Segmentation and Checksum Offloading: Turning Off with ethtool

When introducing data communications concepts and protocols to students I think it is beneficial to demonstrate, and more importantly, allow students to play with real protocols. In the lab I teach (ITS332), as well as assignments for some lecture courses, we use Wireshark to capture traffic generated by several Internet applications (e.g. ping, Secure Shell, web browsing, iperf). This allows students to see the actual packets being sent across a network, and start to understand the protocol rules and formats used.

Unfortunately sometimes what we see in Wireshark is not what we expect. One case in which this occurs is when TCP/IP operations are offloaded by the operating system to the Network Interface Card (NIC). Common operations for offloading are segmentation and checksum calculations.

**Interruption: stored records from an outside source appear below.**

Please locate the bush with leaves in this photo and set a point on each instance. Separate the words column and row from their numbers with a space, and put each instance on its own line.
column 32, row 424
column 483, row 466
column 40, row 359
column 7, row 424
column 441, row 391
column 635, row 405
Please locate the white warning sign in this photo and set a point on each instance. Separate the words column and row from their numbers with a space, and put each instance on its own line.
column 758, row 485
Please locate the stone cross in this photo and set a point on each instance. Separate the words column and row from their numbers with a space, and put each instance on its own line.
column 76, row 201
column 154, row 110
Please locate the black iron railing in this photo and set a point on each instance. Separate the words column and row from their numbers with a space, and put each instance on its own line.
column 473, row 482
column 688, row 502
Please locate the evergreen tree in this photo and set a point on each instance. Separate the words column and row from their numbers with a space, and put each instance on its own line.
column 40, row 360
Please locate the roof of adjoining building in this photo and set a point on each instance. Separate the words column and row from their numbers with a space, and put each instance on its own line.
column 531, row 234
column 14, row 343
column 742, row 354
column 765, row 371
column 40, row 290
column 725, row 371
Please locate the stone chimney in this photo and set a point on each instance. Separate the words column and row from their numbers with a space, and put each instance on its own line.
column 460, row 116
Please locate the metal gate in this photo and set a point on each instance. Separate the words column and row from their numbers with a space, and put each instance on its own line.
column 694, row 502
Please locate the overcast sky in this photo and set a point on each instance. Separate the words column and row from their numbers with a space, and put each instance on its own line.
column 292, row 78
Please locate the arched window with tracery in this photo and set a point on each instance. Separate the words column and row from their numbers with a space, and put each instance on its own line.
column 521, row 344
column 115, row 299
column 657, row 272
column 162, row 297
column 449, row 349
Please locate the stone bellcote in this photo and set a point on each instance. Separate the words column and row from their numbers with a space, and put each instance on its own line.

That is, instead of the OS using the CPU to segment TCP packets, it allows the NIC to use its own processor to perform the segmentation. This saves on the CPU and importantly cuts down on the bus communications to/from the NIC. However offloading doesn't change what is sent over the network. In other words, offloading to the NIC can produce performance gains inside your computer, but not across the network.

How does this affect what Wireshark captures? Consider the figure below illustrating the normal flow of data through a TCP/IP stack without offloading. Lets assume the application data is 7,300 Bytes. TCP breaks this into five segments. Why five? The Maximum Transmission Unit (MTU) of Ethernet is 1500 Bytes. If we subtract the 20 Byte IP header and 20 Byte TCP header there is 1460 Bytes remaining for data in a TCP segment (this is the TCP Maximum Segment Size (MSS)). 7,300 Bytes can be conveniently segmented into five maximum sized TCP segments.

Wireshark capturing in the stack

After IP adds a header to the TCP segments the resulting IP datagrams are sent one-by-one to the "Ethernet layer". Note that TCP/IP are part of operating system, while most functionality of Ethernet is implemented on the NIC. However network drivers (lets consider them part of the OS) also perform some of the Ethernet functionality. The network driver creates/receives Ethernet frames. So in the above example, assuming segmentation offloading is not used, the 7,300 Bytes of application data is segmented into 5 TCP/IP packets containing 1460 Bytes of data each. The network driver encapsulates each IP datagram in an Ethernet frame and sends the frames to the NIC. It is these Ethernet frames that Wireshark (and other packet capture software, like tcpdump) captures. The NIC then sends the frames, one-by-one, over the network.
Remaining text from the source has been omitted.